No se dio cuenta de que su voz había adquirido una suavidad ligera y burlona, un tono que nunca usaba con nadie más.
«No puedo decirlo con certeza», añadió. «No sé si realmente quiere darme lo que mamá dejó, o si hay algo más que quiere». Sin recuerdos que afianzaran esa relación, Kailey esperaba que nada viniera a dañar el ya frágil vínculo que compartían por sangre.
Kyson le tomó la mano y la apretó con firmeza entre las suyas. —Sean cuales sean sus motivos, ya que se ha presentado, deberíamos tratarlo con la cortesía que se le debe a la familia. Si más adelante algo te parece raro, aquí me tienes.

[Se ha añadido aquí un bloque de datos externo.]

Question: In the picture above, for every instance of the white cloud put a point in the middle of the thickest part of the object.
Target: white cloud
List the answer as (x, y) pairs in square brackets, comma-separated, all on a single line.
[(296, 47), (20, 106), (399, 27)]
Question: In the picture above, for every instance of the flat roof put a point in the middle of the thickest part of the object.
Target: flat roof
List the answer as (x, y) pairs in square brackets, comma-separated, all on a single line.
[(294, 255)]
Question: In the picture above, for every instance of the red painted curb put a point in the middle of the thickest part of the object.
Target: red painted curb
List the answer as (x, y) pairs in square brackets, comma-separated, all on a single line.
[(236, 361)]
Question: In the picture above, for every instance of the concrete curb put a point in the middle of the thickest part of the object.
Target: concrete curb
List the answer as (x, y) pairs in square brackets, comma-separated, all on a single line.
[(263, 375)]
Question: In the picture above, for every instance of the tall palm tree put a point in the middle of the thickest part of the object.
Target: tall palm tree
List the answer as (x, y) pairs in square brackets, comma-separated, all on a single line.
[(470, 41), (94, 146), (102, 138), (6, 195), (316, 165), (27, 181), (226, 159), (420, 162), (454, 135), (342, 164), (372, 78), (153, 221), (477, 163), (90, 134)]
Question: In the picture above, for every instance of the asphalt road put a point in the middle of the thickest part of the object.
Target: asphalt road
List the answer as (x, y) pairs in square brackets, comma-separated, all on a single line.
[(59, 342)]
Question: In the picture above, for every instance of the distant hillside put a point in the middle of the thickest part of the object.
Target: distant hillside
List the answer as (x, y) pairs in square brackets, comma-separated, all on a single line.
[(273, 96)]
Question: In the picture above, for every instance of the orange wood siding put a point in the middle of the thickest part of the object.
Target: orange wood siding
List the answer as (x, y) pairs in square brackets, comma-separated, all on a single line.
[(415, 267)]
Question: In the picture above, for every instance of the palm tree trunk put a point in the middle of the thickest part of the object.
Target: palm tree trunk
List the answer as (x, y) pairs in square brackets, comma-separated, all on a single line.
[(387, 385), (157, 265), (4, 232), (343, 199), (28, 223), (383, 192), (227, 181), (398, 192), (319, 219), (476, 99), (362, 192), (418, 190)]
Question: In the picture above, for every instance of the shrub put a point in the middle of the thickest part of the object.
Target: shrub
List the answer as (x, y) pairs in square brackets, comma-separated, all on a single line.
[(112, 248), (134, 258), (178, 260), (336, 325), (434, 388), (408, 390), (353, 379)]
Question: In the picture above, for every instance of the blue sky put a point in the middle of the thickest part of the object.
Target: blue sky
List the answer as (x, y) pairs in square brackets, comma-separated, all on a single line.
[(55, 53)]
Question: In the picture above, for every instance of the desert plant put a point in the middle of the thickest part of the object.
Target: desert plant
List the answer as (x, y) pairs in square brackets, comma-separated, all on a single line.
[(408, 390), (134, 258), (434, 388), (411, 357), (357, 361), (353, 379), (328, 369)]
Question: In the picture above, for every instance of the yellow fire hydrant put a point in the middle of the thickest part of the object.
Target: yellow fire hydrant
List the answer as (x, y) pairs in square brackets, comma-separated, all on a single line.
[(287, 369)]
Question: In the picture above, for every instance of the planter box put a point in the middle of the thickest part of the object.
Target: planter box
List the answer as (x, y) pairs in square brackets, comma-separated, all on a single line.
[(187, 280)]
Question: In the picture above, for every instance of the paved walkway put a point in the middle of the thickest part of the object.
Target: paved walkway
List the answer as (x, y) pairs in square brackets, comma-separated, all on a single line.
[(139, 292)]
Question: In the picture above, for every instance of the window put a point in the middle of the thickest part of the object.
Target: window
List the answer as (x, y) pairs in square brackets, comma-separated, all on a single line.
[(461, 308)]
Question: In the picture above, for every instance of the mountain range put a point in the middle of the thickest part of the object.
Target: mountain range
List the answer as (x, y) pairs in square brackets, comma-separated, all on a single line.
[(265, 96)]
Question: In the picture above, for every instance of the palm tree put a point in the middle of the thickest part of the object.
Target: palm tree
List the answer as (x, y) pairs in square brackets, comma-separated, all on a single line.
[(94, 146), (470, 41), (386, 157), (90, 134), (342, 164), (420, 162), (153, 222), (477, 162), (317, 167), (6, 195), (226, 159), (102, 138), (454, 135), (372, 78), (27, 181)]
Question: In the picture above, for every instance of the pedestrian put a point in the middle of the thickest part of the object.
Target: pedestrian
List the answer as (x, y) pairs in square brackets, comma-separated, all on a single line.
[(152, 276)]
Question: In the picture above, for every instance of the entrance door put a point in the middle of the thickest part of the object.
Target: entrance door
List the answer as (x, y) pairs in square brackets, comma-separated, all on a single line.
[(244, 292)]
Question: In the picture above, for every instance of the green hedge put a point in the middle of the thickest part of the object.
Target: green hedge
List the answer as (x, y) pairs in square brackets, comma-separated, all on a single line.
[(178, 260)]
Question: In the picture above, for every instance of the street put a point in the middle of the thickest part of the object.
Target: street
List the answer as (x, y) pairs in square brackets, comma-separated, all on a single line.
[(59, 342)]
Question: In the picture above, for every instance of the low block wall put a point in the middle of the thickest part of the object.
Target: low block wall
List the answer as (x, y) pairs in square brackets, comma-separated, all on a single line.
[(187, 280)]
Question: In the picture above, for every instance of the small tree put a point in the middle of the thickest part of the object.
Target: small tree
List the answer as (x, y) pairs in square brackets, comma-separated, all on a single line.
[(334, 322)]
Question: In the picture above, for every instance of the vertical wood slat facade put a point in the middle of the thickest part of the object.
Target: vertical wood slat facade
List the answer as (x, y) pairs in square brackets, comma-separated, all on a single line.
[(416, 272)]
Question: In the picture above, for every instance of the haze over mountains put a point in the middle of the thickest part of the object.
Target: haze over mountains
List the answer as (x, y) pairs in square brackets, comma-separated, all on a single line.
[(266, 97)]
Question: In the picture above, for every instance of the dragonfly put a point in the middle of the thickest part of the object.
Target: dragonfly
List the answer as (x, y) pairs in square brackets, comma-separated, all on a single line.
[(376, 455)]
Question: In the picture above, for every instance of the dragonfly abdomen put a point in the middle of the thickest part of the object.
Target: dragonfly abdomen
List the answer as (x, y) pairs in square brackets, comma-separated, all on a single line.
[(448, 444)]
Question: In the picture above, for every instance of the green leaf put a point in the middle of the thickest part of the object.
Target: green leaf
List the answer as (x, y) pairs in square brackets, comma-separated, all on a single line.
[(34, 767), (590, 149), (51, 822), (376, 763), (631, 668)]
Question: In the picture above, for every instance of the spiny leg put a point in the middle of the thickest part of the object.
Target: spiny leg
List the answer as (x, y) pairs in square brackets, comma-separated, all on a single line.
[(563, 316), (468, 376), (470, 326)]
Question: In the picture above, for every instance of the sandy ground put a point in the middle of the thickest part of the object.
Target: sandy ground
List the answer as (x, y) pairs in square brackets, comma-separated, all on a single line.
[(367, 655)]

Había una calidez constante en su voz, suave y serena, con una profundidad tranquila que hacía fácil confiar en él. Sin saber muy bien por qué, Kailey sintió que su inquietud se desvanecía.
«Muy bien», continuó con suavidad. «Esperemos a que él se ponga en contacto contigo, ¿de acuerdo?».
«De acuerdo».
«Vamos, deberíamos comer». La voz de Kyson se alzó un poco mientras la ayudaba a levantarse del sofá. «Quiero saber qué nos ha preparado Karol».